Ruth Wind’s Jezebel’s Blues (1992) suggests that the act of recognising a “future story” as a story increases an individual’s ability to review it and assess its narrative elements. In this novel the hero never even knew who his father was (117), was orphaned by a flood when he was six and then had a childhood which was "bad [...]: motherless and full of too much work" (71). His past story, then, is full of sorrow and his future story seems headed for more unhappiness. However, he comes to recognise that his dysfunctional future story closely resembles his favourite novel,
a story about a boy from the wrong side of the tracks who fought like hell to be somebody, only to die a tragic, early death believing the worst everyone had ever said about him. [...] But tonight, as he read, Eric felt an embarrassed little shock over his identification with the main character. It seemed uncomfortably melodramatic. [...] In a way, the book was the story of his life, and [...] it rang true. But as he read, he grew uncomfortable.

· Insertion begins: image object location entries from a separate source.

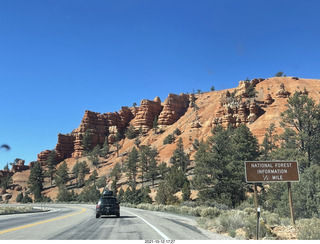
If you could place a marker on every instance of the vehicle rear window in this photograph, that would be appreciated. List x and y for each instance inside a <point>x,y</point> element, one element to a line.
<point>108,200</point>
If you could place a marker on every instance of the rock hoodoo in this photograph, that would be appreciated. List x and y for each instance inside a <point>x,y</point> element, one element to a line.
<point>174,107</point>
<point>148,111</point>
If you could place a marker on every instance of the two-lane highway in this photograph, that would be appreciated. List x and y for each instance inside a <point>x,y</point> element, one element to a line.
<point>78,222</point>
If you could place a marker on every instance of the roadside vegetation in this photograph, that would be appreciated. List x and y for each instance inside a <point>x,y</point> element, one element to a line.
<point>224,200</point>
<point>11,210</point>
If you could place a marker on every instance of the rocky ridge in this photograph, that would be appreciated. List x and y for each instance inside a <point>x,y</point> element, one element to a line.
<point>193,114</point>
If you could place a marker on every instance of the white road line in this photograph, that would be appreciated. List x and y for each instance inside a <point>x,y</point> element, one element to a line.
<point>152,226</point>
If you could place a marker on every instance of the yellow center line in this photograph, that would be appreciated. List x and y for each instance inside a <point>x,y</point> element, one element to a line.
<point>43,222</point>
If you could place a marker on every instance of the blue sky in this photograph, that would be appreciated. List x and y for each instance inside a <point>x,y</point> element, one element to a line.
<point>61,57</point>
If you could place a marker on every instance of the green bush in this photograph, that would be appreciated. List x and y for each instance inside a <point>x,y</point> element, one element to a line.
<point>309,229</point>
<point>210,212</point>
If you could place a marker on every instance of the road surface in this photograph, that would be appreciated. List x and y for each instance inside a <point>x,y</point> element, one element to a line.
<point>78,222</point>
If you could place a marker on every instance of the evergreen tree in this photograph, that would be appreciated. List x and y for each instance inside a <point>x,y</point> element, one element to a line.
<point>87,140</point>
<point>19,197</point>
<point>115,176</point>
<point>89,194</point>
<point>155,124</point>
<point>220,165</point>
<point>80,170</point>
<point>304,117</point>
<point>130,132</point>
<point>36,180</point>
<point>94,155</point>
<point>180,159</point>
<point>186,192</point>
<point>131,165</point>
<point>93,178</point>
<point>105,148</point>
<point>269,142</point>
<point>6,181</point>
<point>51,165</point>
<point>120,195</point>
<point>148,163</point>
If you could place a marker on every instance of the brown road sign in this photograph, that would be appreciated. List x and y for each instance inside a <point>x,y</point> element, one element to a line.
<point>274,171</point>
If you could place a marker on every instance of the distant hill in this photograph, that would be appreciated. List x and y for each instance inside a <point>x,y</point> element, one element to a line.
<point>256,103</point>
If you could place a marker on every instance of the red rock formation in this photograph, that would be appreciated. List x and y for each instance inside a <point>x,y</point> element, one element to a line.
<point>43,156</point>
<point>174,107</point>
<point>148,110</point>
<point>101,125</point>
<point>282,92</point>
<point>64,147</point>
<point>19,167</point>
<point>234,111</point>
<point>269,100</point>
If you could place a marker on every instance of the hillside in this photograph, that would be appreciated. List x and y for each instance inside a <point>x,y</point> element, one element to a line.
<point>193,114</point>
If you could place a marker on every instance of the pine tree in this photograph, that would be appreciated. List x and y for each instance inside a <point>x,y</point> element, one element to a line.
<point>105,148</point>
<point>87,140</point>
<point>148,163</point>
<point>131,165</point>
<point>219,165</point>
<point>36,180</point>
<point>269,142</point>
<point>115,176</point>
<point>51,165</point>
<point>94,155</point>
<point>180,159</point>
<point>303,115</point>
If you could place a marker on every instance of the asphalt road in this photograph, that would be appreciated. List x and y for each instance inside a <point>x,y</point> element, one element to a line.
<point>78,222</point>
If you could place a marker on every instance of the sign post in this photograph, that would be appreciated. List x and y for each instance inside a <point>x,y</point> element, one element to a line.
<point>272,171</point>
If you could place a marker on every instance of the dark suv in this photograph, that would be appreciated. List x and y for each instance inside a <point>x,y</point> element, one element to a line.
<point>107,205</point>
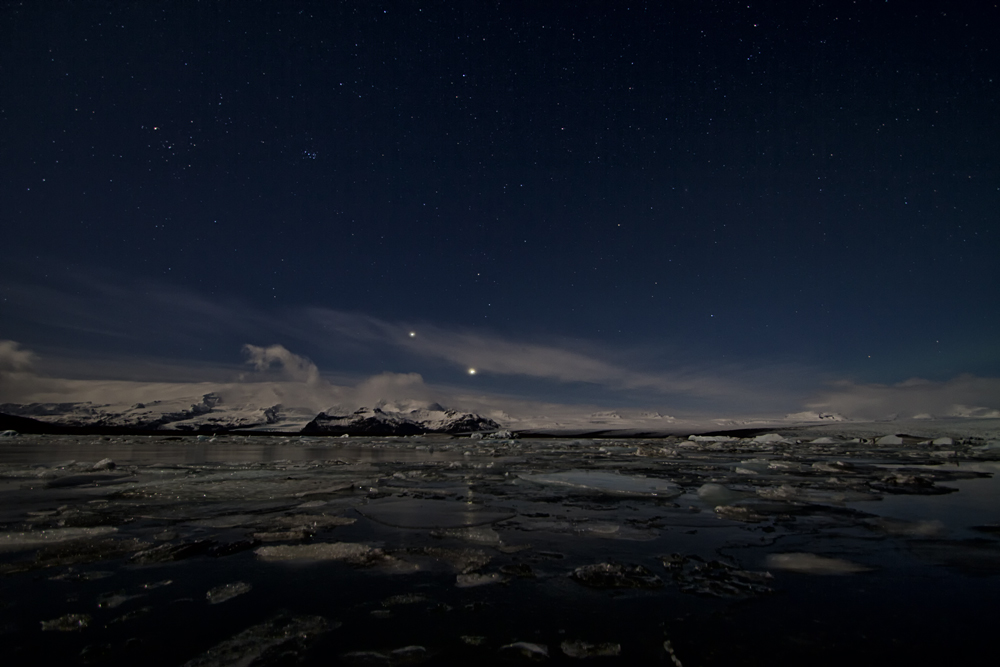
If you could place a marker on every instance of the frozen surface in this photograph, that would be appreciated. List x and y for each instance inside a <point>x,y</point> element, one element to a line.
<point>800,546</point>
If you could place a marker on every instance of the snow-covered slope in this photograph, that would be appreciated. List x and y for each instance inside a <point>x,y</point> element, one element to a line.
<point>385,421</point>
<point>210,413</point>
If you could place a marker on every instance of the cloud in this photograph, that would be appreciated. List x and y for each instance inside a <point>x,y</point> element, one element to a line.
<point>963,396</point>
<point>294,367</point>
<point>501,356</point>
<point>15,359</point>
<point>391,387</point>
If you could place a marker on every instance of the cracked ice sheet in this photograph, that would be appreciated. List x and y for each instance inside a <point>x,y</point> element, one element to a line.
<point>553,548</point>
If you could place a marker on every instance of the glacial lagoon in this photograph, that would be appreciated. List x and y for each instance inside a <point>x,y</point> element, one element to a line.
<point>270,550</point>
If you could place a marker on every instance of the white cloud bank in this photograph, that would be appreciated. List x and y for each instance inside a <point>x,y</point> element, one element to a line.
<point>963,396</point>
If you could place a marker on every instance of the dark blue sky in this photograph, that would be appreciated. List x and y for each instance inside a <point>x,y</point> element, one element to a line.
<point>720,188</point>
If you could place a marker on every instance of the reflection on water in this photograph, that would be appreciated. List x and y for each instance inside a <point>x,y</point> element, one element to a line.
<point>395,551</point>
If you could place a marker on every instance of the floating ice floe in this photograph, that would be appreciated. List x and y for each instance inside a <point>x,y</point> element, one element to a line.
<point>616,575</point>
<point>472,580</point>
<point>526,650</point>
<point>715,578</point>
<point>581,649</point>
<point>808,563</point>
<point>413,513</point>
<point>714,495</point>
<point>22,541</point>
<point>613,483</point>
<point>351,552</point>
<point>407,655</point>
<point>226,592</point>
<point>67,623</point>
<point>287,636</point>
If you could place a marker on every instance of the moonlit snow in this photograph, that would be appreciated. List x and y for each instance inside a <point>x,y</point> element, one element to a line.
<point>494,550</point>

For every time the young man had a chance, he sabotaged himself. (231-232)
The result of this critical re-reading is that Eric stops sabotaging himself and instead lets himself imagine a happy future story for himself, filled with love as well as success in his professional life.
Alec, the hero of Kathleen Gilles Seidel’s Again (1994), an actor in a daytime soap opera, may seem very different from Eric: Eric had low self-esteem and was convinced that he brought with him “chaos [...] dark passion and heavy burdens” (Wind 221) whereas Alec has always attempted to take on other people’s burdens. Nonetheless, Alec too has a problem with creating a functional, hopeful future story. He has been shaped by a tragic story in his past, that of being "the wonderful big brother to the sick little sister" (359) who died. His future story is that of an “ideal white knight” (Seidel 346), “the knight who picks up his arms in service of the weak and defenseless” (353), very similar to that of one of the characters in the soap and
The new director was right. The white knight paid for his gleaming goodness; he moved too far from the muck and ashes, the passion and shadows that made up real life. Jenny could see that happening to Alec. He would become the elder statesman of day-time, respected by all, the one who got things done, the one everyone else leaned on. But there would be something empty and distant about him. (347-48)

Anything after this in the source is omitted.